Search for an hashtag and you will see it displayed inside a red cirle. The more popular the hashtag is, the bigger the circle. You can also read a popularity rating, from 0 to 100: The most used hashtag on Twitter would get 100. The different typing variants will also be shown, and a sample of tweets using that hashtag will be displayed on the right.

Around the hashtag you searched you will also see its top related hashtags (up to 10) diplayed inside blue circles. The correlation is measured as the percentage of tweets using the searched hashtag which also use the related one. The stronger the correlation, the bigger the grey line that links them. You can also read the actual percentage by moving your mouse pointer over the related hashtag.

By clicking on a related hashtag (blue circle), it will become the selected one and its own related hashtags will be displayed. This way you can easily explore all the hashtag related to your interests, and find which ones are the most and least popular and most and least specific.

Double relationships

If you want to visualize if two related hashtags share some correlations, you can check the "Advanced mode" option on the lower right corner of the graph. With this option, when you click a related hashtag its own top correlations will be displayed, with pink links, along with those which were already displayed; on the right sample tweets using both hashtags will be shown. If some hashtags are among the top ten correlations for both the selected (red) and the focused (green) hashtag, they will have both grey and pink links. If you then want to explore the focused hashtag, click it a second time.

Top influencers (beta)

Below the hashtags graph you can find a list of up to 6 of the top influencers on Twitter for the selected hashtag. The list is created based on the activity of each user for that hashtag, on the engagement that activity creates and on the reach of their activity. This service is still in beta and the data may not be complete or accurate yet.

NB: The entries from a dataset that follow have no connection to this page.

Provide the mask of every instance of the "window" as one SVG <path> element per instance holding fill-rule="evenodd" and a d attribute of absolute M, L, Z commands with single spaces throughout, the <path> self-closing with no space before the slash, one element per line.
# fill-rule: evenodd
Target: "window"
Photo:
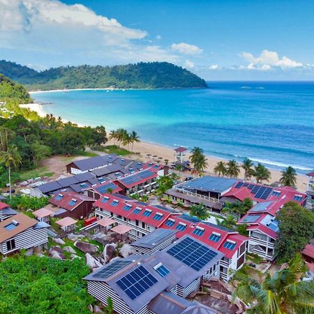
<path fill-rule="evenodd" d="M 6 248 L 8 251 L 11 251 L 15 248 L 15 240 L 14 239 L 6 242 Z"/>
<path fill-rule="evenodd" d="M 165 223 L 165 225 L 167 225 L 169 227 L 172 227 L 174 225 L 175 220 L 172 219 L 168 219 Z"/>
<path fill-rule="evenodd" d="M 161 220 L 161 218 L 163 218 L 163 215 L 162 214 L 156 214 L 154 217 L 153 219 L 155 220 Z"/>
<path fill-rule="evenodd" d="M 77 202 L 77 200 L 73 198 L 73 199 L 68 203 L 68 204 L 69 206 L 73 206 L 73 205 L 75 204 L 76 202 Z"/>
<path fill-rule="evenodd" d="M 209 240 L 214 241 L 214 242 L 218 242 L 221 239 L 221 236 L 212 233 L 209 239 Z"/>
<path fill-rule="evenodd" d="M 141 209 L 139 207 L 136 207 L 135 209 L 134 209 L 133 213 L 134 214 L 138 214 L 141 211 Z"/>
<path fill-rule="evenodd" d="M 196 227 L 193 231 L 193 234 L 196 234 L 196 235 L 198 235 L 200 237 L 201 235 L 202 235 L 204 234 L 204 230 L 203 228 L 201 229 L 199 227 Z"/>
<path fill-rule="evenodd" d="M 156 269 L 156 271 L 162 276 L 165 277 L 167 276 L 170 271 L 170 270 L 164 265 L 160 265 L 158 268 Z"/>
<path fill-rule="evenodd" d="M 103 200 L 101 200 L 100 202 L 102 203 L 105 203 L 106 202 L 108 202 L 108 200 L 109 200 L 109 197 L 107 197 L 107 196 L 106 196 L 106 197 L 103 197 Z"/>
<path fill-rule="evenodd" d="M 54 199 L 55 199 L 56 200 L 60 200 L 62 199 L 63 197 L 63 195 L 62 194 L 58 194 L 58 195 L 54 197 Z"/>
<path fill-rule="evenodd" d="M 124 207 L 123 209 L 124 211 L 128 211 L 132 208 L 132 205 L 126 204 Z"/>
<path fill-rule="evenodd" d="M 235 248 L 235 245 L 236 243 L 227 241 L 227 242 L 225 242 L 225 244 L 223 244 L 223 247 L 228 250 L 233 250 Z"/>
<path fill-rule="evenodd" d="M 145 209 L 144 211 L 143 216 L 145 216 L 146 217 L 149 217 L 149 216 L 151 216 L 151 210 Z"/>
<path fill-rule="evenodd" d="M 185 224 L 184 225 L 183 223 L 179 223 L 178 225 L 176 227 L 176 229 L 179 231 L 184 231 L 186 227 L 186 225 Z"/>

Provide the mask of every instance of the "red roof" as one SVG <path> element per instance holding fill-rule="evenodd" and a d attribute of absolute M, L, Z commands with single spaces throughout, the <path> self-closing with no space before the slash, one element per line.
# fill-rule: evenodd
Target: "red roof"
<path fill-rule="evenodd" d="M 188 150 L 188 149 L 186 149 L 185 147 L 178 147 L 177 149 L 174 149 L 175 151 L 177 151 L 177 153 L 183 153 L 184 151 L 186 151 Z"/>
<path fill-rule="evenodd" d="M 53 205 L 68 211 L 73 211 L 83 202 L 94 201 L 95 200 L 91 197 L 75 192 L 61 192 L 49 200 L 49 202 Z"/>
<path fill-rule="evenodd" d="M 207 224 L 200 221 L 193 221 L 190 219 L 184 218 L 184 216 L 181 213 L 168 211 L 149 204 L 143 205 L 137 203 L 135 200 L 127 200 L 122 197 L 119 197 L 119 195 L 112 195 L 107 194 L 105 197 L 107 197 L 105 202 L 102 202 L 101 200 L 98 200 L 94 203 L 94 206 L 105 209 L 107 211 L 114 213 L 116 215 L 120 215 L 122 217 L 126 217 L 128 219 L 133 220 L 137 220 L 140 222 L 146 223 L 148 225 L 154 226 L 155 227 L 175 230 L 177 231 L 176 234 L 178 238 L 180 238 L 184 234 L 189 234 L 215 249 L 222 252 L 223 251 L 223 253 L 227 258 L 231 258 L 237 252 L 239 247 L 244 241 L 248 240 L 248 238 L 241 236 L 236 231 L 228 231 L 226 229 L 223 230 L 218 227 L 216 227 L 213 224 Z M 114 200 L 119 201 L 116 206 L 112 205 Z M 126 204 L 132 205 L 132 207 L 128 211 L 126 211 L 123 209 Z M 138 214 L 135 214 L 133 212 L 135 209 L 140 209 L 140 212 Z M 149 211 L 151 211 L 151 214 L 148 216 L 143 215 L 143 213 L 147 209 Z M 162 216 L 160 220 L 156 220 L 156 219 L 154 219 L 154 217 L 156 214 L 160 214 L 159 216 Z M 171 219 L 174 222 L 174 224 L 171 227 L 166 224 L 168 219 Z M 178 230 L 177 227 L 179 225 L 182 224 L 186 225 L 185 230 L 184 231 Z M 204 233 L 202 236 L 198 236 L 193 233 L 197 227 L 204 229 Z M 218 242 L 215 242 L 209 239 L 209 237 L 213 232 L 220 235 L 220 238 Z M 234 241 L 236 242 L 236 246 L 232 250 L 223 248 L 223 244 L 227 239 Z"/>
<path fill-rule="evenodd" d="M 314 244 L 307 244 L 304 249 L 302 251 L 302 254 L 314 259 Z"/>
<path fill-rule="evenodd" d="M 8 204 L 3 203 L 2 202 L 0 202 L 0 210 L 3 209 L 3 208 L 10 207 Z"/>

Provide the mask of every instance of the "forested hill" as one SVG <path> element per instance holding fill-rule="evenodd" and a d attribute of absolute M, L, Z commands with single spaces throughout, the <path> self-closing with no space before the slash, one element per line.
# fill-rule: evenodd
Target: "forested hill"
<path fill-rule="evenodd" d="M 0 74 L 0 102 L 4 102 L 7 99 L 15 100 L 18 103 L 33 102 L 24 86 Z"/>
<path fill-rule="evenodd" d="M 167 62 L 141 62 L 114 66 L 67 66 L 42 72 L 13 62 L 0 61 L 0 73 L 29 90 L 80 88 L 207 88 L 195 74 Z"/>

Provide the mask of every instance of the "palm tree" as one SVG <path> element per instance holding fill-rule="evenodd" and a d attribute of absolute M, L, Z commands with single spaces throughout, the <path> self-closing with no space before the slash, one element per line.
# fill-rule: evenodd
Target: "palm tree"
<path fill-rule="evenodd" d="M 251 304 L 247 313 L 313 314 L 314 281 L 300 281 L 304 272 L 304 261 L 298 255 L 290 261 L 288 268 L 277 271 L 273 276 L 267 272 L 261 284 L 248 276 L 240 276 L 233 297 Z"/>
<path fill-rule="evenodd" d="M 254 175 L 254 169 L 253 169 L 253 161 L 248 158 L 245 158 L 242 161 L 241 167 L 244 170 L 244 179 L 250 180 L 251 178 Z"/>
<path fill-rule="evenodd" d="M 232 178 L 237 178 L 240 173 L 240 167 L 234 159 L 227 163 L 227 174 Z"/>
<path fill-rule="evenodd" d="M 12 200 L 11 167 L 16 168 L 22 163 L 22 158 L 16 147 L 8 147 L 6 151 L 0 153 L 0 162 L 8 169 L 10 200 Z"/>
<path fill-rule="evenodd" d="M 260 163 L 255 167 L 254 177 L 258 184 L 262 183 L 262 181 L 269 181 L 271 179 L 270 171 Z"/>
<path fill-rule="evenodd" d="M 289 166 L 285 170 L 283 170 L 279 182 L 285 186 L 295 186 L 297 184 L 297 172 L 295 169 Z"/>
<path fill-rule="evenodd" d="M 131 151 L 133 153 L 133 152 L 134 142 L 136 142 L 137 143 L 139 143 L 140 142 L 140 137 L 137 135 L 137 133 L 135 131 L 132 131 L 130 133 L 130 138 L 131 140 L 131 143 L 132 143 Z"/>
<path fill-rule="evenodd" d="M 225 175 L 227 173 L 227 167 L 223 161 L 218 161 L 214 168 L 214 172 L 220 177 Z"/>
<path fill-rule="evenodd" d="M 199 205 L 193 205 L 190 207 L 190 216 L 191 217 L 195 216 L 199 219 L 205 220 L 209 216 L 209 214 L 207 209 L 203 204 L 201 203 Z"/>

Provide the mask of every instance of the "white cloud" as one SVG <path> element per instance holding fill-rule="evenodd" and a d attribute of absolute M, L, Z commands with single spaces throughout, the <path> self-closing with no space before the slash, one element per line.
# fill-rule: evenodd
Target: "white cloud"
<path fill-rule="evenodd" d="M 194 45 L 186 43 L 173 43 L 171 49 L 183 54 L 200 54 L 203 50 Z"/>
<path fill-rule="evenodd" d="M 184 63 L 184 67 L 186 68 L 194 68 L 194 63 L 190 60 L 186 60 L 186 62 Z"/>
<path fill-rule="evenodd" d="M 218 64 L 212 64 L 211 66 L 209 66 L 209 70 L 218 70 Z"/>
<path fill-rule="evenodd" d="M 304 66 L 301 62 L 293 61 L 285 56 L 280 59 L 277 52 L 267 50 L 256 57 L 250 52 L 243 52 L 240 56 L 248 62 L 246 66 L 240 67 L 242 69 L 269 70 L 274 68 L 287 69 Z"/>

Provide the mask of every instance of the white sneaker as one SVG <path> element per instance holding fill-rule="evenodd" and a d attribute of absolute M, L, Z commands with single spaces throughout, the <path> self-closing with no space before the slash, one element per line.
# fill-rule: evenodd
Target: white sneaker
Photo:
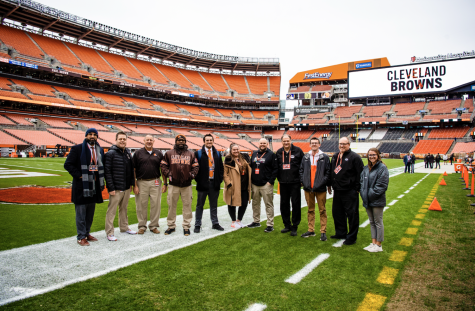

On the right of the list you can also see a graph where each of the top influencers is represented by a bubble (FluGraph). The Y position of the bubble shows the relative influence of each of the top users for this hashtag: The higher the position, the greater the influence. The X position shows the specialization of each user for this hashtag: A user who only tweets about this hashtag will be on the far right of the graph, while a user who tweets a lot about other hashtags will be on the left.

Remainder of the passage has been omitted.